RICE: Breaking Through the Training Bottlenecks of Reinforcement Learning with Explanation

TL;DR

This paper introduces RICE, a novel reinforcement learning refinement method that uses explanation techniques to create a better initial state distribution, helping agents overcome training bottlenecks and improve performance in complex tasks.

Contribution

RICE is a new refining scheme that integrates explanation methods to construct a mixed initial state distribution, providing theoretical guarantees and improved performance over existing methods.

Findings

RICE outperforms existing schemes in various RL environments.

The method effectively helps agents escape training bottlenecks.

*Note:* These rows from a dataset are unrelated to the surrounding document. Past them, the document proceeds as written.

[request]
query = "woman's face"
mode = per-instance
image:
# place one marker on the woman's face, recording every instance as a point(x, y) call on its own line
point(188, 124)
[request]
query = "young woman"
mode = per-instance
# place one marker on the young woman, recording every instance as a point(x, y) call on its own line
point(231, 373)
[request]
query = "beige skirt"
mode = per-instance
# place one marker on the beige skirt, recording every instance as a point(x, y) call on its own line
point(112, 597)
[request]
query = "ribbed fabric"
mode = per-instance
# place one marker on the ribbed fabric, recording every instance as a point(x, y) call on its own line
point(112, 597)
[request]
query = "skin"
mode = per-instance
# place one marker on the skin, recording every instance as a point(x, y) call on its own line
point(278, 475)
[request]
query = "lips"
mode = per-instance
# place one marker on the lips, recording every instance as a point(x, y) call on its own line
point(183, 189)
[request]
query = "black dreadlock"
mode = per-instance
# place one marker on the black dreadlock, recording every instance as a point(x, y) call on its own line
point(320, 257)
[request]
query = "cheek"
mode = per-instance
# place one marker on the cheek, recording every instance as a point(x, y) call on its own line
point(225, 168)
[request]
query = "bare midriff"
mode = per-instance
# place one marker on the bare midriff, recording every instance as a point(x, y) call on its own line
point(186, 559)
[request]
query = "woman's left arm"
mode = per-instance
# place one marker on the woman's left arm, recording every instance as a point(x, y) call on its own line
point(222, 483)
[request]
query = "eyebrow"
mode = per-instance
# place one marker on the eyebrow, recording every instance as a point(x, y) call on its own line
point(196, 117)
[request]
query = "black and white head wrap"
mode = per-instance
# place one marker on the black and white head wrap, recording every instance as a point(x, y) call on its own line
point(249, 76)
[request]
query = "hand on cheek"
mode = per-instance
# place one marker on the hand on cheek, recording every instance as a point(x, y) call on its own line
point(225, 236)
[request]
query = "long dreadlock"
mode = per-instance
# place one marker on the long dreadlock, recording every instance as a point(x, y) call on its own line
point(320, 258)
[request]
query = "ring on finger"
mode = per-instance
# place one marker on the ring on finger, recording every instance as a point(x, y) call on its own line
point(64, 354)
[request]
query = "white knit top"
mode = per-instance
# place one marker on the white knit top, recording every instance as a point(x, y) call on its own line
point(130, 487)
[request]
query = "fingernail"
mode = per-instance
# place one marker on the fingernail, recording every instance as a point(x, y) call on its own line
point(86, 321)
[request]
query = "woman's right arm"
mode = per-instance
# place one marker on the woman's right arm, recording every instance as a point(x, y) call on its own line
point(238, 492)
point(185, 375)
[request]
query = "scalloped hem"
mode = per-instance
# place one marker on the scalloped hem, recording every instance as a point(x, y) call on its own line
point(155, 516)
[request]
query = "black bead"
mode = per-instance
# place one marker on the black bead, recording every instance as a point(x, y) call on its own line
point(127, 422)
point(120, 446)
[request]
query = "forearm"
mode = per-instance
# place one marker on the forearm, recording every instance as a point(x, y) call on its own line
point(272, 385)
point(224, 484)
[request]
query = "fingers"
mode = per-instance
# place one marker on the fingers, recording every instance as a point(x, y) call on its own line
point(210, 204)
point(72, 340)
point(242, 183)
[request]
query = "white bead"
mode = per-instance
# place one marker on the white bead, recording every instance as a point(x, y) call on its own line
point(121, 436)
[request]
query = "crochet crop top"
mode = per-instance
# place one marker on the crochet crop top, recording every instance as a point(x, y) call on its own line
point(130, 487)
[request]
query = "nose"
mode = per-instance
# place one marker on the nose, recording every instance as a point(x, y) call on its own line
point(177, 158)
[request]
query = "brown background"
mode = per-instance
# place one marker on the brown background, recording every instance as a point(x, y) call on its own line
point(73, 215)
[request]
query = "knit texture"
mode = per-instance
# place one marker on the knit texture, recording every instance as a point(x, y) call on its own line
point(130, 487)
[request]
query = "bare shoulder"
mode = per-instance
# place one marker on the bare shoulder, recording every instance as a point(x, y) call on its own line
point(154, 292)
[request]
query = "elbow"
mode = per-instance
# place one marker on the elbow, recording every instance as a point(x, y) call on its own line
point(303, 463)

Theoretical analysis shows tighter sub-optimality bounds.

Abstract

Deep reinforcement learning (DRL) is playing an increasingly important role in real-world applications. However, obtaining an optimally performing DRL agent for complex tasks, especially with sparse rewards, remains a significant challenge. The training of a DRL agent can be often trapped in a bottleneck without further progress. In this paper, we propose RICE, an innovative refining scheme for reinforcement learning that incorporates explanation methods to break through the training bottlenecks. The high-level idea of RICE is to construct a new initial state distribution that combines both the default initial states and critical states identified through explanation methods, thereby encouraging the agent to explore from the mixed initial states. Through careful design, we can theoretically guarantee that our refining scheme has a tighter sub-optimality bound. We evaluate RICE in various popular RL environments and real-world applications. The results demonstrate that RICE significantly outperforms existing refining schemes in enhancing agent performance.